Он передал Караваеву пакет с тридцатью тысячами долларов и приготовился ждать. Ждал недолго – на следующий день ему позвонил Володя. Голос с хрипотцой. Слова растягивает. Это от Александра Борисовича. Карандин ответил, стараясь говорить твердо и чуть небрежно, словно не в первый раз ему звонит наемный убийца. Добрый день. Хотя какой, к чертовой матери, добрый. Но уже сказал. Встретимся? – предложил Володя. Карандин сказал, конечно. Где? Давай у Пушкина, в шесть. В шесть не могу. В семь. В семь так в семь. Газетку прихвати. Держи в руках. И фотку возьми. Мою? – спросил Карандин. А твоя мне зачем, усмехнулся Володя. Не забудь. Я подойду.

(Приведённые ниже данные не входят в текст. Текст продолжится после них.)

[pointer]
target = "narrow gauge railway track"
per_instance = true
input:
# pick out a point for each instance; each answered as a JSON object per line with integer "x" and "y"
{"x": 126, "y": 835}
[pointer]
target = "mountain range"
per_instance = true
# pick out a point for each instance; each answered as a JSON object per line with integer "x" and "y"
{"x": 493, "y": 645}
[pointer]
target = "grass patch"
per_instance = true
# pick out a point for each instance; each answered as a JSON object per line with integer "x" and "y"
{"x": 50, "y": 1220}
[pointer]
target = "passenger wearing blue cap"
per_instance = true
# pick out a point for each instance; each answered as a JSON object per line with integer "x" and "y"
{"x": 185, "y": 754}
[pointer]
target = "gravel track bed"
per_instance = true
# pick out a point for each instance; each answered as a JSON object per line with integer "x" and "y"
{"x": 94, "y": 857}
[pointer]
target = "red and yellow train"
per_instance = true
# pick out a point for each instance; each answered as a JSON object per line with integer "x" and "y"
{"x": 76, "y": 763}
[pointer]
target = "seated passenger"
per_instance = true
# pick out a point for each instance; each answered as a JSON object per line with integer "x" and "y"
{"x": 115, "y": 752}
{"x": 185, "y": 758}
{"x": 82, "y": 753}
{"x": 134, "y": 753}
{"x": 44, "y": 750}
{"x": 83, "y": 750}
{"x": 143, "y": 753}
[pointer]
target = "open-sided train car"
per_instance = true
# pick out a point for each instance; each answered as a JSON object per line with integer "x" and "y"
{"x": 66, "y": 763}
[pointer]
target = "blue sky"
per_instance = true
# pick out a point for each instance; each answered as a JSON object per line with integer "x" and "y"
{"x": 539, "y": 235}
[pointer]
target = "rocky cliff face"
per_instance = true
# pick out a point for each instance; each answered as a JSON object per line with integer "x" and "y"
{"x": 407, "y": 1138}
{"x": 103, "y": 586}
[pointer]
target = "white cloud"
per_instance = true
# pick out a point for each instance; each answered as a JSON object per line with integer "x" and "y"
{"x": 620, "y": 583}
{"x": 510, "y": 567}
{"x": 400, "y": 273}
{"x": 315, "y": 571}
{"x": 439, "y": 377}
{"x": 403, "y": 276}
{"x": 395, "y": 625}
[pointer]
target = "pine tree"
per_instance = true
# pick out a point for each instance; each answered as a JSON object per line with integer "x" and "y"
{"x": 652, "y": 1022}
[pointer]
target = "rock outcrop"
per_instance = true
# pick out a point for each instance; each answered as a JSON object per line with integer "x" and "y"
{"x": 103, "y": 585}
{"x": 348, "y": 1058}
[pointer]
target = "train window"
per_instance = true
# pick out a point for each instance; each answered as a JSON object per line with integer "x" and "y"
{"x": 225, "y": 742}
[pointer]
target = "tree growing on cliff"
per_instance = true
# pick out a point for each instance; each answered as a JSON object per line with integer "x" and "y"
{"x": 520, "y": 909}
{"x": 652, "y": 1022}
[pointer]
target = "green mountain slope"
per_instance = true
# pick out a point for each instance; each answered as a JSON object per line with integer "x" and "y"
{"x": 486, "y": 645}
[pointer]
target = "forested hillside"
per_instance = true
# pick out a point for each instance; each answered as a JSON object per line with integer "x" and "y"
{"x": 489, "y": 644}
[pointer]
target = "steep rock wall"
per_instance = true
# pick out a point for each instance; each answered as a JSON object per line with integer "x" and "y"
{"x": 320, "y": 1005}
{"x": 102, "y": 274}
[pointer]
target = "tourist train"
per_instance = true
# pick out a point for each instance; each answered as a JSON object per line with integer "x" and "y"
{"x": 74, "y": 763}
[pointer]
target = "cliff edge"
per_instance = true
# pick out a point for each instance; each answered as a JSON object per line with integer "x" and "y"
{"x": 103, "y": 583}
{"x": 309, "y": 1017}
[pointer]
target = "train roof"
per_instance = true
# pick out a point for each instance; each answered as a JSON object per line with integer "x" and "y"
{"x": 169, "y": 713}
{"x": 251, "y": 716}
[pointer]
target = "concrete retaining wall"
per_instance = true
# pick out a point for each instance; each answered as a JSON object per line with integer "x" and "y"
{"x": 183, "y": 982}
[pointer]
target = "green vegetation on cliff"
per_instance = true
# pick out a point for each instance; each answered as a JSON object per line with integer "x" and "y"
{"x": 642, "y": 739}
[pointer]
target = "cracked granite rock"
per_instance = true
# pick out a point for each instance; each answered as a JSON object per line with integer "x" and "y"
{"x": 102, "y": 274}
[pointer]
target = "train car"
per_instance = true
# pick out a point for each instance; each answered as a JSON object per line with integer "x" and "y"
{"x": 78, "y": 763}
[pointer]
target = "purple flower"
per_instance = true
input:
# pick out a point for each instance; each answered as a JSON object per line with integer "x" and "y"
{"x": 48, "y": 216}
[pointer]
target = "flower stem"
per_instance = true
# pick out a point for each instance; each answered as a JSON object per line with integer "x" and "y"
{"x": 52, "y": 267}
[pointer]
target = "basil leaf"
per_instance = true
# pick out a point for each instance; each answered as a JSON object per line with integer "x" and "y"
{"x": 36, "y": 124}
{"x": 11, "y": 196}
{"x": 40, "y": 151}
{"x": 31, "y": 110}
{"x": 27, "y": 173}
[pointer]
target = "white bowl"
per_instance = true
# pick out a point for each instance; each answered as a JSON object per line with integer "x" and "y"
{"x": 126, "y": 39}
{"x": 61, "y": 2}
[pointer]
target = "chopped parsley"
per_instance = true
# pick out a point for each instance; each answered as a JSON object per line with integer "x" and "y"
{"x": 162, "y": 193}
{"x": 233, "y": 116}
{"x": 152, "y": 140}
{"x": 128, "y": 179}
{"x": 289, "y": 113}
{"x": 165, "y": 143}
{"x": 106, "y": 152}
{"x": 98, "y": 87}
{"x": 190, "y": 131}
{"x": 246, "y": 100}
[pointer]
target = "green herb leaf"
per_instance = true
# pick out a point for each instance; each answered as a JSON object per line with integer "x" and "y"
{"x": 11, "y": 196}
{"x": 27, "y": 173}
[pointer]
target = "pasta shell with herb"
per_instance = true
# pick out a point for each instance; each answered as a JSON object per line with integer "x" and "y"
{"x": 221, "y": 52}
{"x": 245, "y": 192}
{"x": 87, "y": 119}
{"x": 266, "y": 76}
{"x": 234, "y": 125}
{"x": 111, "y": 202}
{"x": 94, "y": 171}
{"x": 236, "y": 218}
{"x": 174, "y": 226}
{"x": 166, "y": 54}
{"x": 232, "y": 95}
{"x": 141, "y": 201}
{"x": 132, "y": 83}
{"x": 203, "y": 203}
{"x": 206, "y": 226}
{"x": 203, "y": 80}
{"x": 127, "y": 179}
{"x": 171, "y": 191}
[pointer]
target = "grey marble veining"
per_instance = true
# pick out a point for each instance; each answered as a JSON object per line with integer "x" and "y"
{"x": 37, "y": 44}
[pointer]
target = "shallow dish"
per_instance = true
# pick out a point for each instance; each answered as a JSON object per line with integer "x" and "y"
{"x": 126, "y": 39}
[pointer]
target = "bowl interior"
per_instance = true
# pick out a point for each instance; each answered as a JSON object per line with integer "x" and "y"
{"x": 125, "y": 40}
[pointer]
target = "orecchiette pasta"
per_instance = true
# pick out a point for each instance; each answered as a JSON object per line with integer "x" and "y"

Без десяти семь с газетой «Известия» в руках Карандин стоял у памятника Пушкину лицом к Тверской. Солнце садилось, и на город опускались светло-лиловые сумерки позднего лета. Рядом с ним переминался с ноги на ногу и поглядывал на часы молодой человек с букетом белых хризантем в руке; чуть поодаль хмурый мужчина порывался уйти со своего поста, делал несколько шагов, останавливался и, круто развернувшись, возвращался; две девушки ждали третью и громко говорили, что Ленка вечно опаздывает, и, завидев ее, закричали, Ленка, давай быстрее! Он успел разглядеть эту вечно опаздывающую Лену, и сердце у него дрогнуло от ее молодости и красоты. И она мельком глянула на него и, равнодушно отвернувшись, сказала подругам, ну пойдем же, пойдем! И они побежали в сторону кинотеатра «Россия». Карандин вздохнул. Дорого бы он дал сейчас за то, что не с убийцей было бы назначено у него здесь свидание, а с этой Леной. Пусть бы она опаздывала – он не рассердился бы, а сказал с улыбкой: ты явно не в ладу со временем. Она засмеялась бы и поцеловала его в щеку. Пойдем. Куда он ее пригласил? В кино? Нет. Опостылели эти стрелялки. В театр? В ресторан? Взявшись за руки, они двинулись вниз по Тверской. Он смотрел на нежное ее лицо, ловил взгляд ее светлых глаз, ее улыбку и чувствовал, что в груди у него становится и тесно, и горячо и что какая-то ни на что не похожая счастливая тревога завладевает им. Лена, шепнул он, и, несмотря на гул машин и людскую разноголосицу, она услышала и повернула к нему голову. Что, милый? Я хочу тебе сказать, начал он… Давно ждешь? – услышал он голос с хрипотцой, вздрогнул, обернулся и увидел перед собой невысокого широкоплечего человека с седеющими, коротко стриженными волосами и голубой дымкой в глазах. Одет он был в дешевый серый костюм и пеструю рубашку с расстегнутым воротом. Нет, ответил Карандин. Я пришел чуть пораньше. Тебя Сергей звать? Меня Володей. И он протянул руку с широкой ладонью и выколотой на тыльной ее стороне церковью с тремя куполами. И свою руку, как во сне, подал Карандин с мыслью, что пожимает руку, которая убьет его отца. Пойдем, сказал Володя, пройдемся. И они двинулись вниз по Тверской – как только что в туманных своих мечтах рядом с Леной шел Карандин. Он усмехнулся. Проходили мимо кафе, за стеклами которого поглощали мороженое люди. Я люблю, сказал Володя. Давай зайдем. А ты любишь? В детстве любил.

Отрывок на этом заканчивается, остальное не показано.